Sadly, reformist approaches make up the bulk of the so-called “progressive” justice system agenda of the Democrats. Upon the news of George Floyd, it’s representatives were quick to condemn racist forms of policing, but offered little more. On her Twitter feed, Amy Klobuchar, who has an outstanding record of failing to prosecute killer cops as Hennepin County’s former attorney, seemed more concerned with the damages caused by the rebellions than with the reason for the damages themselves, commending those that were sweeping the streets clean of debris and ultimately calling for little more than yet another DOJ investigation. DNC Chair Tom Perez yet again invoked the names of recent victims of police violence under the vague banner of justice and left it at that. Barack Obama dubiously highlighted the need for and value of police reform, then suggested the best way to achieve it was through peacefully voting for the right persons. All in all, the center-left response has been, predictably, paltry and pandering.

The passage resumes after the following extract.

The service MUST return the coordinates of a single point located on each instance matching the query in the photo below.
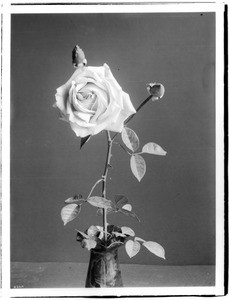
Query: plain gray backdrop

There are, however, alternatives to police reform. And they have precedent. Cities such as Dallas are proving that social workers are more effective first responders to mental health and drug related emergencies. Elsewhere, violence intervention organizations and mutual aid networks have pursued public safety by centering transformative justice ideologies that eschew the presence of police in favor of non-punitive collective action interventions. Nationwide there is real work being done to reclaim the glut of social responsibilities that have, over the past several decades, been pawned off onto police. Given the already dismal clearance rate of crimes that most would agree law enforcement should handle, moving in this direction is a no-brainer.
So the blueprints are there. Only the funding is lacking.
As was made patently clear by the Fed’s recent Covid-19-fueled corporate sweepstakes giveaway, there’s no real shortage of cash. But neither is there the plumbing that would practically get any form of helicopter money where it really needs to go.
More realistically, then, we must slash the gratuitous amount of funds already given to police (New York City alone spends more on police than on health services, housing development, and community outreach combined); funds that, among other things, are used to purchase lists of gear straight out of a Tom Clancy wet dream. We can instead redirect the money to be invested in curbing the real issues threatening public safety such as homelessness, drug abuse, housing, and employment, while ensuring that the other safety issue, the one some mistakenly believe is necessary, loses its edge. Indeed we can and need to if police violence is to end any time soon.